Shirley Russell AM
- Date of birth: 31 December 1967 (age 57)
- Place of birth: Auckland, New Zealand
- School: Inglewood High School, NZ

Rugby union career
- Position(s): Flanker

International career
- Years: Team / Apps / (Points)
- 1995–1998: Australia / 5 / (0)

= Shirley Russell (rugby union) =

Australia international rugby union player (born 1967)

Shirley Russell (born 31 December 1967) is a former Australian rugby union player.

== Rugby career ==
=== Playing career ===
Russell made her test debut for Australia in 1995 against New Zealand in Auckland.
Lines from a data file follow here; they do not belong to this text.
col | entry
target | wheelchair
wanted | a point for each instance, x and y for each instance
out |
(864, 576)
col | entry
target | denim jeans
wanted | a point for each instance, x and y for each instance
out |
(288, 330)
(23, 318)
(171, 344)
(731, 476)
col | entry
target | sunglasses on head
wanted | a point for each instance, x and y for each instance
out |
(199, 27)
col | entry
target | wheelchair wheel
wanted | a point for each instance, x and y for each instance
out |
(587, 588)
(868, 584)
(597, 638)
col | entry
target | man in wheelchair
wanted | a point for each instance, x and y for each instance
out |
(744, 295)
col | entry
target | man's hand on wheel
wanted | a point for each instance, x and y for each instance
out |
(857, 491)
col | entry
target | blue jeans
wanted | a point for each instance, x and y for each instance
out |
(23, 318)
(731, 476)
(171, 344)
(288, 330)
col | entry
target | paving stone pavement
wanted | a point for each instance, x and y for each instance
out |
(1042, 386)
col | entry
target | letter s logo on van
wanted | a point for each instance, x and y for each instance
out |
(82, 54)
She was a flanker in the 1998 Wallaroos side that made their Rugby World Cup debut in the Netherlands. She played her final test against Spain at the tournament in Amsterdam. She won the first-ever Australian Women’s Player of the Year award. She was also part of the first Queensland women’s XV's team.

=== Coaching ===
Russell was an assistant for the Wallaroos at the 2006 Rugby World Cup in Canada. She was also involved with Australia women's sevens team that won the inaugural 2009 Rugby World Cup Sevens tournament in Dubai.

Russell continues to give back to rugby with her coaching, under the banner of the Classic Wallabies and Classic Wallaroos. She is also a Vintage Reds board member.

Russell was appointed a Member of the Order of Australia in the 2025 King's Birthday Honours for "significant service to rugby union as a player, coach and volunteer".